CS 111: Lecture 3, Modularity and Virtualization
Scribe Notes for Lecture 3 on January 14, 2013,
by Shulin Jia, Qu Jin, Kwun Hang Edmond Yu, Wei Zou.
Table of Contents
Problem 1: Indirect memory access with the insl instruction is not efficient
Solution: Direct Memory Access (DMA)
Problem 2: CPU is left idle during I/O operations
Duplicate Code for read_sector function
Analysis: Performance and Software Engineering Issue
Example: Effect of Modularity on finding and fixing bugs
Good Metrics for Modularization
Stack Characteristics during the function call
In the last lecture, we introduce the Very Secure Word Counter (VSWC). There are some problems related to our approach. The BIOS, MBR, and VSWC programs need to access the disk; however, our previous approach was not efficient. We introduce two problems with it and their solutions: DMA and double buffering. In our approach to VSWC, there were several exactly the same copies of read_sector function, which will cause performance and software engineering issues; the software engineering rescue to this problem is modularization.
In our VSWC, we used insl extensively as our method to grab data from the hard disk to the RAM. However, insl is slow. As it is designed, insl transports data from the disk to the CPU before finally moving them to the RAM for use. Since all three components (the disk, CPU and RAM) shares the same bus, this method is effectively occupying the bus for twice as long as it is needed, slowing down other parts of the system as many operations require the shared bus to be free.
To correct this problem, we can use a method of data transport known as Direct Memory Access (DMA) to access data on the disk . In DMA, the disk controller issues the transfer of data to the RAM directly and skipping the middle-man – namely, the CPU. This way, our shared bus is used once instead of twice in the insl case, improving the overall performance of our program. The following is the graph for comparing Indirect Memory Access and Direct Memory Access.
Now suppose our VSWC is slower – so slow that the time needed to process a block of data is the same as the time needed to retrieve them from the disk. Using a single buffer, the CPU first issues the read-from-disk command, goes idle while the I/O finishes, then process the data. In this version of VSWC, our CPU is left idling for half the time waiting for I/O operations to finish, and our disk controller is left idling when the CPU is processing.
To improve performance, we can use two buffers instead of one. With double buffers, when the CPU is processing the current block of data in buffer 1, it can also retrieve the next block into buffer 2 at the same time. When the processing (of buffer 1) is done, the CPU can then move on to the next block (in buffer 2) immediately without waiting. Using this technique on our “slow VSWC”, it allows our CPU to be active all the time. Comparing to using just one buffer, we would have achieved a 2X performance increase. However, the downside to this technique is that twice as much RAM is needed. The following is the picture illustrating the effect of double buffering.
Of course, the improvement we can get from using double buffer depends on the relative speed of processing and I/O. The closer the processing time and I/O time is, the better the improvement. For example, if processing is 2 times faster than I/O, then the improvement will be much smaller (50%), because the CPU still has to idle for a significant amount of time.
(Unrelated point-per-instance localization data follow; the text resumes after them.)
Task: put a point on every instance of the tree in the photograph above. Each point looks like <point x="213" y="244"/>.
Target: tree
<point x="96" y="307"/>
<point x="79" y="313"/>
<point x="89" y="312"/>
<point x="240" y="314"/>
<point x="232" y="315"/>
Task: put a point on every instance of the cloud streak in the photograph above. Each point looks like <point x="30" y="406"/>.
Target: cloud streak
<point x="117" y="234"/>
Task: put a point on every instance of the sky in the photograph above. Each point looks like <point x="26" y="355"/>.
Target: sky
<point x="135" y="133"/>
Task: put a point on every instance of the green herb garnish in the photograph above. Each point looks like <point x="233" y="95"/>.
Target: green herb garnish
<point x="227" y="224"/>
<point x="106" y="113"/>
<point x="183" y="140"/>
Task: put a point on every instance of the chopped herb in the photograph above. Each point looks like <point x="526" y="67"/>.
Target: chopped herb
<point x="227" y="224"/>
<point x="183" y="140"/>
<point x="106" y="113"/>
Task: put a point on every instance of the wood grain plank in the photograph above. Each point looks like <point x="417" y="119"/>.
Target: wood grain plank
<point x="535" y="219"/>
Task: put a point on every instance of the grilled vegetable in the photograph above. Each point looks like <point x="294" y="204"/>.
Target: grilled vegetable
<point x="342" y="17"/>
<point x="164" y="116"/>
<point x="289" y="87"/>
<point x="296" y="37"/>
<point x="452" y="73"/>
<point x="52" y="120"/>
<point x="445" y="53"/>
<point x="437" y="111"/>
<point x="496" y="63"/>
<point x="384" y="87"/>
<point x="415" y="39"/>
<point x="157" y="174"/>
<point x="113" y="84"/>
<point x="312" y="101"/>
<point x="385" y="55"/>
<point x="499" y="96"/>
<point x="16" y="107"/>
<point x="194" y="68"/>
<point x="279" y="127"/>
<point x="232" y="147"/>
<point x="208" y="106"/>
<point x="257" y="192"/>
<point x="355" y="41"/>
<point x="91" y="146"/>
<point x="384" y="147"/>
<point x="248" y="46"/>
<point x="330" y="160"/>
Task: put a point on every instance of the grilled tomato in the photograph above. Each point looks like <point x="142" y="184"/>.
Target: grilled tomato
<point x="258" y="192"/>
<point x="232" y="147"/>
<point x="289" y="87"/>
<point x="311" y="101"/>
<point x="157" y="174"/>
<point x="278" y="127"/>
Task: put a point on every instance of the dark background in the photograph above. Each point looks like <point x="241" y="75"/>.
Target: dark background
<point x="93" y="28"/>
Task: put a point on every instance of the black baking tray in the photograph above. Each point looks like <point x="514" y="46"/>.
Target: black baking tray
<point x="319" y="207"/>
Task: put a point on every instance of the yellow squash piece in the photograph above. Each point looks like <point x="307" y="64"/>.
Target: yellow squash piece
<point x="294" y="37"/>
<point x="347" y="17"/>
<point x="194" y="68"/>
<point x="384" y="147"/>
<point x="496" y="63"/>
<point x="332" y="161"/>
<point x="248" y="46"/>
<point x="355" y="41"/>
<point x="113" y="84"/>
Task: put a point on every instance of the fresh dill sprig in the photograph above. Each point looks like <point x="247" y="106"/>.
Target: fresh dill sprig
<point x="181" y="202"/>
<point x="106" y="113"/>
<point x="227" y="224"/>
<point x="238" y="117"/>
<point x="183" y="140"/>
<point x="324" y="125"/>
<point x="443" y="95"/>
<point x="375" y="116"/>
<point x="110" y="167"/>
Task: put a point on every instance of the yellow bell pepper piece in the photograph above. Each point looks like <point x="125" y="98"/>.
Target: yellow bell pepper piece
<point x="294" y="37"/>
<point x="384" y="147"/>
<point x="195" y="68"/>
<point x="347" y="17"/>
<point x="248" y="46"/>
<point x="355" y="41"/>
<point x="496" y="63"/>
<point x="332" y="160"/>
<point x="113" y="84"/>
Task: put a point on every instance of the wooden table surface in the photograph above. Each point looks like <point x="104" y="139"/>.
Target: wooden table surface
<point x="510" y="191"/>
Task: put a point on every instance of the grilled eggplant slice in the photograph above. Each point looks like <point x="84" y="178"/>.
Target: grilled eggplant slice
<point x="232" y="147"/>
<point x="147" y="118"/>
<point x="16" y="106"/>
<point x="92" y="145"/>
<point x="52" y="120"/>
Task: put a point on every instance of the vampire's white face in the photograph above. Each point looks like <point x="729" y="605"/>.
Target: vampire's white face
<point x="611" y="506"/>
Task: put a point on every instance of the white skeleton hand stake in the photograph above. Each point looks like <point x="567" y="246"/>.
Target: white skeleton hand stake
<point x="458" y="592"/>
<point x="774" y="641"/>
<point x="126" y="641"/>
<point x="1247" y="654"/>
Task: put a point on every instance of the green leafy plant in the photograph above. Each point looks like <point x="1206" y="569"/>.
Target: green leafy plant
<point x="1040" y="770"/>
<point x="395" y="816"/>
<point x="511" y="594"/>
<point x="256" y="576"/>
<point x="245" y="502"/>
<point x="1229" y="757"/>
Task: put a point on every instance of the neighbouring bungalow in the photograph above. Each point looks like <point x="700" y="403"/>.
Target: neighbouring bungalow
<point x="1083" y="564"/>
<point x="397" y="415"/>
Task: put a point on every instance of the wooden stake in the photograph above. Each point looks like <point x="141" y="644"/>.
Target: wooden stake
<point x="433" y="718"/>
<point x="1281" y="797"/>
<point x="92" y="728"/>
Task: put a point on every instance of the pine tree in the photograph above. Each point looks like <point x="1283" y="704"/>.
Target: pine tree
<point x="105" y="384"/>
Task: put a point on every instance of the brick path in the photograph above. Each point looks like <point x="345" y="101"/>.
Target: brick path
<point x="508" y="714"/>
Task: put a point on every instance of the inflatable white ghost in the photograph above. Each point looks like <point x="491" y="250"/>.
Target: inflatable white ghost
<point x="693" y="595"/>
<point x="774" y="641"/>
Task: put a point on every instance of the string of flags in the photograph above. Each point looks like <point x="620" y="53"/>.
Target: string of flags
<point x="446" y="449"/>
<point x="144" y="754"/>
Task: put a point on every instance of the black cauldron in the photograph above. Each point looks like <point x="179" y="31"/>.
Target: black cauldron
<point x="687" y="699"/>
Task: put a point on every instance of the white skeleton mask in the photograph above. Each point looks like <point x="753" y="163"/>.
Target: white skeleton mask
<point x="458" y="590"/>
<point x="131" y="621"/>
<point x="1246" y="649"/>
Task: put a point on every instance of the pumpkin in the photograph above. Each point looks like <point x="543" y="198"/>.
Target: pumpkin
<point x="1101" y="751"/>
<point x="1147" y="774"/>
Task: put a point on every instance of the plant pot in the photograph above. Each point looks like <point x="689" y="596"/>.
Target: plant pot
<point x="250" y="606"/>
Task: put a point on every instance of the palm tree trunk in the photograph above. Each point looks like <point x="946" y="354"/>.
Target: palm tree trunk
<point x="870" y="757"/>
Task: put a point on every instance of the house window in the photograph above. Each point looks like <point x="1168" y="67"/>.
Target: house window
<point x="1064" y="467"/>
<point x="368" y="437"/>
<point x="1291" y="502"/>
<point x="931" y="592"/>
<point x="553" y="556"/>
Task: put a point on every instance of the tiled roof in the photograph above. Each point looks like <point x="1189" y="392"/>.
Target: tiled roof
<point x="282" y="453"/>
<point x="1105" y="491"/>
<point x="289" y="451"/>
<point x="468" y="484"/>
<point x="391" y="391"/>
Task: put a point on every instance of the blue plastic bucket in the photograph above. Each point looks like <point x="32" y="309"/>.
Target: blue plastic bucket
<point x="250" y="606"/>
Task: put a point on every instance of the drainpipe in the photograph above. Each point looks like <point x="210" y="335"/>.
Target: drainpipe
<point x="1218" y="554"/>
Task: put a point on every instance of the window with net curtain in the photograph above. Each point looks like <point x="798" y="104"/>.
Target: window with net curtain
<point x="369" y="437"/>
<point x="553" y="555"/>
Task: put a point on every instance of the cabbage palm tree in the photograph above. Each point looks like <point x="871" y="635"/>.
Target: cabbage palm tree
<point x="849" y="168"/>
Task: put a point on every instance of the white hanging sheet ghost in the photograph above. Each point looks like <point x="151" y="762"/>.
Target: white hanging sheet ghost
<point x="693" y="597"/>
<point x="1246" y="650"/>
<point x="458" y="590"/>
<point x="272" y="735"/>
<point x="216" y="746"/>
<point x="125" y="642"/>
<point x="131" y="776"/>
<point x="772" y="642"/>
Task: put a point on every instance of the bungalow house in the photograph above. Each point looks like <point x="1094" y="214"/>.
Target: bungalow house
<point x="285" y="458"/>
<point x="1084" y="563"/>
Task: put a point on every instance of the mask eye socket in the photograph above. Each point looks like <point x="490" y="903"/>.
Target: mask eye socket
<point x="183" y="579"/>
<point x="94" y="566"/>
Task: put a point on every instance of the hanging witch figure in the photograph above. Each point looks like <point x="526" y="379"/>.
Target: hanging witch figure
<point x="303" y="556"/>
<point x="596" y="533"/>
The effect is illustrated below.
Conversely, if I/O is 2 times faster than processing, we are bottlenecked by the CPU, and we will gain only a 50% increase in performance compared to using single buffer.
What if we add even more buffers? Is that going to help? The answer is no: the disk controller can only retrieve one block at a time. If it is already at 100% utilization, adding more buffers won’t increase the performance at all – we are bottlenecked by the I/O channel.
Recall the Very Secure Word Count (VSWC) program introduced in the last lecture. The BIOS calls read_sector function to load the MBR (Master Boot Record) from disk into memory, the code section in MBR (first 446 bytes) calls read_sector function to load VSWC program into memory, and the VSWC program calls read_sector function to load a text file in order to count words of the file (for general operating systems, MBR calls read_sector function to load Volume Boot Record (VBR), and VBR calls read_sector to load an Operating System). Thus, there will be one copy read_sector in BIOS, one copy in MBR, and one copy in VSWC. It’s a waste since we have three copies of the same thing.
One solution to this problem is that we use only the copy in BIOS for all three loadings (BIOS, MBR, VSWC). This works in the VSWC case. In fact, However, if we want to boot operating systems later, the downside is that it assumes every OS reads sectors in a particular way. The read_sector function in our BIOS implementation constrains to work with disks of 512 bytes sector size, so it doesn’t work with all disk controllers, and doesn’t work on bigger sectors.
There are several downsides to keeping multiple copies of read_sector:
e.g. Running Microsoft Word and VSWC in parallel on the same machine. We have no way of taking care of the case in which they both use read_sector to read the same memory.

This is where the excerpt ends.